To avoid potential conflicts of interest, the college has put several safeguards in place, according to Adkins. Hashim will be reporting to Lynch, as board development committee chair, rather than Manley, an arrangement the board approved prior to Hashim’s hiring. In addition, her salary was determined by the board’s compensation committee. And Antioch’s chief human relations officer, Joanne Lakomski, has been designated to handle any conflict of interest concerns that might arise.

Hashim said she and Manley have “worked together successfully” in the past, and expect to do so again at Antioch.
Hashim began on the job Aug. 15. She anticipates taking a “sequential approach” to building the college’s fundraising program, working in a methodical way to develop key components, such as robust foundation and corporate support and increased community giving within the region. Hashim believes that Antioch has done “amazing things” with fundraising since reopening in 2009, especially given the limitations of being a fledgling, unaccredited organization.

“At the same time, there’s much more we can do,” she said.

Alumni have formed a backbone of the college’s support to date, and Hashim believes they will continue to play a pivotal role. “Alumni have always been and will be the guardians of the spirit, the keepers of the flame,” she said. And while some at the college worry about “donor fatigue” among alumni who have already given generously, Hashim believes that many Antiochians are actually waiting for “more certainty” to invest fully in the college’s future.

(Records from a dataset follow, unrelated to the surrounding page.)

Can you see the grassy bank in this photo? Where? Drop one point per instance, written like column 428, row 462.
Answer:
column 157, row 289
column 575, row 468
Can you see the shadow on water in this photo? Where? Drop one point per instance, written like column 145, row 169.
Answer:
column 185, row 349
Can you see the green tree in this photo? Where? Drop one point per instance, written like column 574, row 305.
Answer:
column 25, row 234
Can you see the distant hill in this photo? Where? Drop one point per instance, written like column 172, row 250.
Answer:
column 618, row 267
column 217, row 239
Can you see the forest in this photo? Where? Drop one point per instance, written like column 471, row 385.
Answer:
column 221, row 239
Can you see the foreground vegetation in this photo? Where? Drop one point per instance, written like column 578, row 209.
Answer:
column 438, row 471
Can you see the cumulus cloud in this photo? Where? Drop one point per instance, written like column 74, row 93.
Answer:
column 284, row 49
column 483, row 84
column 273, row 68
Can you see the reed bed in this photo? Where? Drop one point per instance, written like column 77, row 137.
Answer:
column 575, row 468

Toward that end, building confidence among alumni and others is essential, she said. Accreditation is a step in that direction, but it is her job, together with the college’s 10-person advancement team, to demonstrate that Antioch has “big plans” and the capacity to carry through, Hashim explained.

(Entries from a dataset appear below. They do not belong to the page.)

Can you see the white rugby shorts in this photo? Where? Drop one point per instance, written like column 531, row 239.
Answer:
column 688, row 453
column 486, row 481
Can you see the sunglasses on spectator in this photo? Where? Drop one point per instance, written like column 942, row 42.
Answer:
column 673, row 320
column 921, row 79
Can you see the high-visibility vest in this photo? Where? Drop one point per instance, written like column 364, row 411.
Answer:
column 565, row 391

Laying the groundwork for those plans is the president’s new Framework for Antioch College Transition, or FACT, a “design-build” process for identifying and implementing new initiatives around key college resources such as Glen Helen and WYSO. Hashim anticipates fundraising to support the FACT process itself, which involves hiring consultants and using staff and faculty time in new ways, as well as the programs and initiatives that emerge from it.

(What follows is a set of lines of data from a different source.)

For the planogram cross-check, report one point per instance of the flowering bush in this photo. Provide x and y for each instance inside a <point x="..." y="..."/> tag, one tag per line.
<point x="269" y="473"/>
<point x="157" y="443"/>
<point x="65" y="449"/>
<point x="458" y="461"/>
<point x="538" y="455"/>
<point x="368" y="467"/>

“I want to be sure that we are finding and attracting support needed to drive Antioch’s success into the immediate and long-term future,” she said.

Asked about the climate of higher education fundraising, Hashim was upbeat about the commitment of donors who continue to see value in a college education, and a liberal arts education in particular, despite widespread criticisms around tuition costs and other factors.

“The support is still there,” she said.

One component of that criticism, that college should be more directly useful to students’ future lives, actually plays to Antioch’s strengths, Hashim pointed out. “Colleges have an obligation to give students the tools to be able to navigate this challenging world we live in,” and Antioch is perfectly positioned to do just that, she said. “Antioch’s co-op program and experiential education is a tried and tested way of giving students those tools.”

In leading the college’s fundraising efforts, Hashim steps into a role that’s seen considerable turnover in recent years. Such turnover is common in the fundraising field, according to Lynch, the board’s development committee chair.

And that, Hashim said, is one benefit she brings.

“I’m not going anywhere; I’m not using this as a stepping stone. I have a strong commitment to the college’s success,” she said.